Question: Match list – I (Compounds) with List –II (Oxidation states of Nitrogen) and select answers using the...

Question

Match list – I (Compounds) with List –II (Oxidation states of Nitrogen) and select answers using the codes given below the lists.

List I	List II
a) $Na{N}_3$	(1)+5
b) ${N}_2{H}_2$	(2)+2
c) $NO$	(3) $\dfrac{-1}{3}$
d) ${N}_2{O}_5$	(4)-1

A. a – 3 b – 4 c – 2 d – 1
B. a – 4 b – 3 c – 2 d – 1
C. a – 3 b – 4 c – 1 d – 2
D. a – 4 b – 3 c – 1 d – 2

Answer 1

Solution

Oxidation number is also called an oxidation state and it is defined as the number of electrons gained or lost by an atom when it is going from its free state to the combined state with the atoms of other elements. Nitrogen can have many types of oxidation states depending upon the other atom which is attached with it to form the molecule.

Complete answer:
From your chemistry lessons you have learned about the oxidation state.
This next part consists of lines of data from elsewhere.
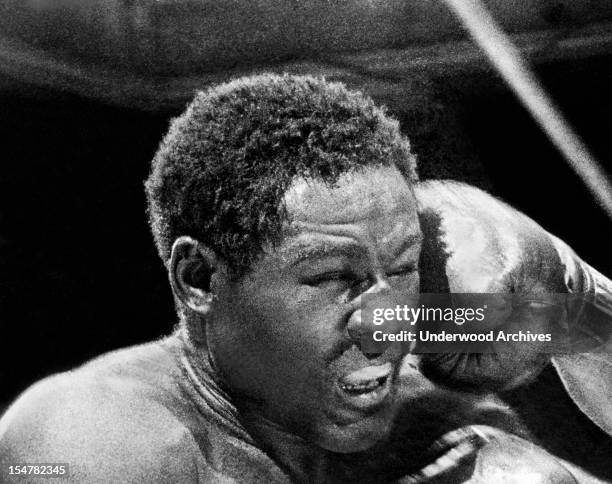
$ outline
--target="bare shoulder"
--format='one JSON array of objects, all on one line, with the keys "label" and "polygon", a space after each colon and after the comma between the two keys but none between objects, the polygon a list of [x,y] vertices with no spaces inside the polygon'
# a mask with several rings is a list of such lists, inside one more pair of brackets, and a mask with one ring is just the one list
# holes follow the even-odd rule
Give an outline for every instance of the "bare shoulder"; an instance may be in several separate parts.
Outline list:
[{"label": "bare shoulder", "polygon": [[48,462],[68,464],[70,482],[190,482],[188,429],[129,372],[107,366],[51,376],[17,399],[0,420],[2,472]]}]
Oxidation number also called an oxidation state is defined as the number of electrons gained or lost by an atom when it is going from its free state to the combined state with the atoms of other elements. The oxidation state of any atom can be negative, positive as well as zero. The substance which is present in its elemental state will have the oxidation state as zero.
If the oxidation number of an atom is increasing then it refers to the oxidation of the atom whereas if the oxidation number is decreasing then it refers to reduction of that atom. And the oxidation number of any compound will be equal to the overall charge that is present at the atom.
Now in the question we are asked to match the oxidation state of nitrogen in different molecules. So let us take each one by one:
a) $Na{{N}_{3}}$
Now to find the oxidation state of N we should know the Oxidation state of Na. And as we know that the oxidation state of Na is +1.Let us take the oxidation number of the N atom as 'x'.
$Oxidation\,state\,of\,Na+Oxidation\,state\,of\,N\times 3=0$
$\therefore +1+x\times 3=0$
$\therefore x=-\dfrac{1}{3}$
Therefore the oxidation state of N in $Na{{N}_{3}}$ is $-\dfrac{1}{3}$
b) ${{N}_{2}}{{H}_{2}}$
Here the oxidation state of hydrogen will be +1 and the oxidation state of N will be 'x'
$Oxidation\,state\,of\,N\times 2+Oxidation\,state\,of\,H\times 2=0$
$\therefore 2x+2=0$
$\therefore x=-1$
Therefore the oxidation state of N in ${{N}_{2}}{{H}_{2}}$ is -1.
c) $NO$
As we know that there are variable oxidation states shown by the oxygen because the oxidation states of the p-block element varies. The oxidation state shown by oxygen in most of the cases are -2. Here the oxidation number of oxygen will be -2 and the oxidation state of N will be 'x'
$Oxidation\,state\,of\,N+Oxidation\,state\,of\,O=0$
$\therefore x-2=0$
$\therefore x=+2$
Therefore the oxidation state of N in NO is +2
d) ${{N}_{2}}{{O}_{5}}$
Here also the oxidation state of O will be -2 and the oxidation state of N will be 'x'.
$Oxidation\,state\,of\,N\times 2+Oxidation\,state\,of\,O\times 5=0$
$\therefore 2x-10=0$
$\therefore x=+5$
Therefore the oxidation state of N in ${{N}_{2}}{{O}_{5}}$ is +5.
Hence the correct match will be a – 3 b – 4 c – 2 d – 1

Thus the correct option will be (A).

Note:
The other oxidation states shown by oxygen is -2, -1, +1 and +2. In case oxygen is bonded to more electronegative atoms then the oxidation state shown by that oxygen will be positive because the atom with more electronegativity will tend to pull the electron towards themselves and thus acquires negative charge on them. The more electronegative atom other than oxygen is only fluorine.